Do ponto de vista de quem leu o livro, achei que a adaptação ficou boa. A origem do broche de tordo mudou, mas achei que a nova para fins de filme ficou bastante coerente, até (apesar de que o broche e o significado dele não faz a menor diferença no filme, para quem não leu o livro creio que isso passe por um detalhe insignificante, no máximo um símbolo de boa sorte mesmo). O começo também teve uma resumida boa que lhe deu agilidade (apesar de eu ter sentido falta da Katniss fazendo a morta de fome que ela é na realidade e caindo de boca nas comidas bonitas) e logo estamos nos treinamentos e nos próprios Jogos Vorazes.

Todos os acontecimentos marcantes do livro estão lá (e determinada morte levou às lágrimas ao menos uma pessoa da sessão na qual eu estava) e como qualquer adaptação de livros em primeira pessoa, ou com pontos de vista, o filme faz com que detalhes que Katniss, a narradora, jamais poderia ter ficado sabendo apareçam e algumas relações entre personagens e eventos do passado serem explicados ao espectador. Temos por exemplo as interações de Haymitch no intento de conseguir patrocinadores para os pupilos e as reações das pessoas assistindo aos Jogos em suas casas e cidades. Além disso, achei uma boa sacada que algumas das regras do jogo (que não ficaram claras ao assistir somente pelo filme) sejam explicadas na transmissão televisiva pelos narradores do evento.

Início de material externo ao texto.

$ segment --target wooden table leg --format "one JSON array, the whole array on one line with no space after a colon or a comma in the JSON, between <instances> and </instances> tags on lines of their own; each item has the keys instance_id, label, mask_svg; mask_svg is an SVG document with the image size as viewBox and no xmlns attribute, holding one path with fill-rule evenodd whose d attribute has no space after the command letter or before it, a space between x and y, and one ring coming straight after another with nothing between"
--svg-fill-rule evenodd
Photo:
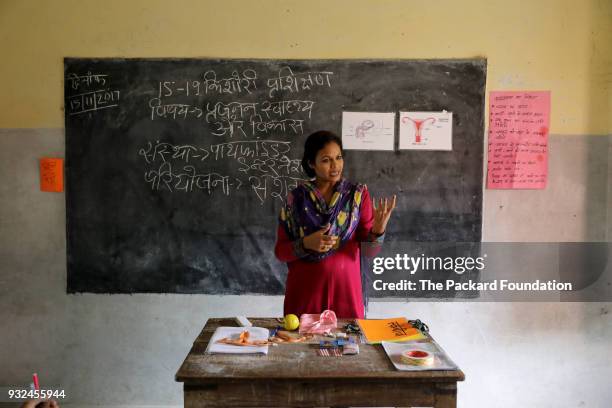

Quanto a uma análise do filme, vamos lá: o elenco foi bem escolhido e atores jovens e talentosos, que já participaram de filmes concorrentes ao Oscar como os mocinhos Jennifer Lawrence (a Katniss) e Josh Hutcherson (Peeta) ajudam a compor o ambiente com interpretações que conseguem dar vida aos personagens (a relação conflituosa entre Katniss e sua mãe ficou bem clara sem que fossem necessários grandes diálogos ou cenas para isso e ambos os atores conseguiram passar as características dos personagens e fazer com que se tornassem espontâneas na tela). Os outros atores ficaram também bem afinados, dando ênfase nos intérpretes de Seneca Crane, o idealizador dos Jogos, e  Caesar Flickerman, o apresentador do talk-show.

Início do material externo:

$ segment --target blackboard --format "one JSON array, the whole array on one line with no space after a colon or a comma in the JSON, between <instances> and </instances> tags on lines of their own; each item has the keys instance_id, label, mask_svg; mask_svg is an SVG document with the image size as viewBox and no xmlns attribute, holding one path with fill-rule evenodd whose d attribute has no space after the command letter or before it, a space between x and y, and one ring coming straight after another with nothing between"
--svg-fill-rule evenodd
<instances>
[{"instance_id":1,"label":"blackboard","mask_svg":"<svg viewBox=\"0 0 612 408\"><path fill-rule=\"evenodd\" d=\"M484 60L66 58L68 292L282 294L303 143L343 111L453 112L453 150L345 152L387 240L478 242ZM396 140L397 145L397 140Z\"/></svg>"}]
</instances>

A produção, principalmente o contraste entre a pobreza dos Distritos e o luxo surreal (e as roupas e maquiagens exageradas e coloridas na tela ainda são mais marcantes do que a descrição no livro) da Capital, também estava bem afinada para demonstrar as regras do mundo na qual estamos entrando. Também fica mais gritante aquelas pessoas que parecem vindas de um delírio lisérgico vibrando pela morte de 24 jovens transmitida pela TV, assim como a crueza dos combates (claro, não temos sangue esguichando e apenas poucos vislumbres de cadáveres, exibir tudo de forma fiel ao original obrigaria a jogar a censura para 16 anos, coisa que não é lá comercialmente muito boa).

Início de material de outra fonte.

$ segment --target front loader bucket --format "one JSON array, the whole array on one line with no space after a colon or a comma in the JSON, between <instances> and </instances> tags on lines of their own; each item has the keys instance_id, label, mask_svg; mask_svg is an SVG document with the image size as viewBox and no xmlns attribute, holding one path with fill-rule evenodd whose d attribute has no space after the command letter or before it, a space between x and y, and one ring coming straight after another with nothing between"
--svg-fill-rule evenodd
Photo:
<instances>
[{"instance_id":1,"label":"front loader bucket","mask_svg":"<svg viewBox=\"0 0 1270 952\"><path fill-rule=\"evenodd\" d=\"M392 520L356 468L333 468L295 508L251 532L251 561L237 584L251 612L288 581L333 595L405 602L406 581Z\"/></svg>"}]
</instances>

O último ponto que eu gostaria de comentar é o final: foi bastante modificado do livro, em termos das nuanças do relacionamento entre os protagonistas, coisa que no contexto do filme até se encaixou bem. Só que a sensação a determinada cena foi um “IH, FERROU-SE!” gigante, um dos dois momentos não-intencionalmente humorísticos do filme 😛

Para finalizar, recomendo o filme para quem leu o livro e também para quem não leu. Ouvi por aí uma frase que, expandindo, seria mais ou menos o seguinte: é uma tentativa da indústria fazer uma franquia cinematográfica tão lucrativa quanto Crepúsculo, mas com uma diferença fundamental: o filme é bom.

Bom, fica também essa crítica de um crítico de cinema que não leu os livros (e na perspectiva do não-leitor, concordo com todas as críticas que ele fez).

***

Até a próxima!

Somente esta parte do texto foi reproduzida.